Currently reading The Hobbit to my daughter, and we came to the Barrels out of Bond chapter where the Dwarves are captured and imprisoned by the Wood Elves. Bilbo sneaks in with his magic ring of invisibility and eventually sets them all free.
But here's what piqued my curiosity: in the chapter it makes clear that Bilbo wore the one ring constantly for a very extended period of time: it specifically states he was down there at least two weeks and then - it's much less clear - possibly for even longer while he came up with and implemented his plan to rescue the Dwarves.

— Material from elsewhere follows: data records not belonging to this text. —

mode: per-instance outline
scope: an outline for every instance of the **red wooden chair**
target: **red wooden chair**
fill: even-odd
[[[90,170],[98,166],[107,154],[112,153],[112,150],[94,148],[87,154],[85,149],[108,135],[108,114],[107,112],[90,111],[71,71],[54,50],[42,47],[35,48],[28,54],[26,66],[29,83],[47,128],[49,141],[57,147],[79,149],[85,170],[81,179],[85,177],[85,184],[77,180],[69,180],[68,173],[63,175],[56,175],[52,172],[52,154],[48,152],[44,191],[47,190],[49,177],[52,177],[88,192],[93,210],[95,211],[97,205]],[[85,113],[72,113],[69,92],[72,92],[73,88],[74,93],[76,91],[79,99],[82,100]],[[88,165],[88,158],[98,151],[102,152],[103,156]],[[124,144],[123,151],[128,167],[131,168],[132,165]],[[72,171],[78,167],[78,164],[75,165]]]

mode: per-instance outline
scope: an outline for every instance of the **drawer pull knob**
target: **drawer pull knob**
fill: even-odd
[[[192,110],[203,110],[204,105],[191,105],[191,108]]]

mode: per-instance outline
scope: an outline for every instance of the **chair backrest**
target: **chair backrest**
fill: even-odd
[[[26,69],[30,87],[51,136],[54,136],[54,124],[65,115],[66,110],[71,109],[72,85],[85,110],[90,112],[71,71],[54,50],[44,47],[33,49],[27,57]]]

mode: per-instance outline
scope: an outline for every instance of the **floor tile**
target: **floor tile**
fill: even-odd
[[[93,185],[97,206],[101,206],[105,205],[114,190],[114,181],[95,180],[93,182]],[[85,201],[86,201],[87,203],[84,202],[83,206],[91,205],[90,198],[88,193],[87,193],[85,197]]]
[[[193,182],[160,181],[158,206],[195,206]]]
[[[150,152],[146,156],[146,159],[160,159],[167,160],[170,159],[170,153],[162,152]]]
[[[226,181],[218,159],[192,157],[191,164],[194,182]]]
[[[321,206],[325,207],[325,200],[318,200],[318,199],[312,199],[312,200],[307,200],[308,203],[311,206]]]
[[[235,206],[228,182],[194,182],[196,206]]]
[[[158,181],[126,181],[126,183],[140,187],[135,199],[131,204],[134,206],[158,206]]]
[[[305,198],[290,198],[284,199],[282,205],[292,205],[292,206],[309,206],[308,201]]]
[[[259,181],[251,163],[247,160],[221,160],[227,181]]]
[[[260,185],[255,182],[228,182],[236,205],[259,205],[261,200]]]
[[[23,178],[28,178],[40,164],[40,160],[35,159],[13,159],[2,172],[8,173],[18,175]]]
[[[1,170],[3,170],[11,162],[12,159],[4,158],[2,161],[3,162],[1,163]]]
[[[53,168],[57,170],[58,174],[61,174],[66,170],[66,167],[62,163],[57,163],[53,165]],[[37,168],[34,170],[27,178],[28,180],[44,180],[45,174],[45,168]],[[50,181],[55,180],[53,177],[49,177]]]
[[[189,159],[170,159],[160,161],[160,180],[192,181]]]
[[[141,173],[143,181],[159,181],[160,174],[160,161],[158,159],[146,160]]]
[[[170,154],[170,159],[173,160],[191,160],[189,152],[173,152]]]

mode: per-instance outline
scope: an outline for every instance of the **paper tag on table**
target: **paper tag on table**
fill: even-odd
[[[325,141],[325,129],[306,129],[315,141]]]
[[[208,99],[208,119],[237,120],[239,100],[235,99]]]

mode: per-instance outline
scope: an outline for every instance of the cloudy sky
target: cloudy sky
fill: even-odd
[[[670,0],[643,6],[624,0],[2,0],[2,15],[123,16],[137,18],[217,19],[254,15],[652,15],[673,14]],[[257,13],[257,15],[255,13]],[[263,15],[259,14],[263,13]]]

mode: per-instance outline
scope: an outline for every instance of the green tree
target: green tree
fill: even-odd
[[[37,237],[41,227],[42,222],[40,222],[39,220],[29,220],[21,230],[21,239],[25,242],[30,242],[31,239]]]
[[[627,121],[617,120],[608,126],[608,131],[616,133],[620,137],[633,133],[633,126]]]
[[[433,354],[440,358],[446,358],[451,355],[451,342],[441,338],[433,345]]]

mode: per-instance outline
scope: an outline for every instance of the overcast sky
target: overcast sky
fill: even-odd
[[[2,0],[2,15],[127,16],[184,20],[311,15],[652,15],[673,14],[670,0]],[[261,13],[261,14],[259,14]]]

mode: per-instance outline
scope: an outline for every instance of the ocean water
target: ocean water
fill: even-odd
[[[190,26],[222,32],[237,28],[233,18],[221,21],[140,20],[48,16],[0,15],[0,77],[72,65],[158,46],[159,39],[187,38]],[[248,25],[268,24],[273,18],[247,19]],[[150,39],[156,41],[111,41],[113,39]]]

However in The Lord of the Rings, Frodo is constantly terrified of putting on the ring lest he (and the ring) should be located by Sauron. So why does Bilbo, wearing the ring for several weeks, escape detection?
The obvious thought is that Sauron was simply not powerful enough at this time. But that seems a pretty thin claim in many ways. Sauron was powerful enough to be "recognised" as a dangerous sorcerer in his guise as the Necromancer, and to start to gather his followers together. You'd have thought that simply locating the Ring would require a pitiful amount of comparative effort.
Furthermore I believe it's implied in The Lord of the Rings that it becomes increasingly dangerous to use the Ring the closer it gets to its maker (I don't have a reference for this - might be my imagination). If so, things become even more inexplicable since Thranduil's palace wasn't actually all that far from Dol Guldur, where Sauron was holed up.
Any explanation? Or do we have to chalk it up to the poetic license due to a world in development?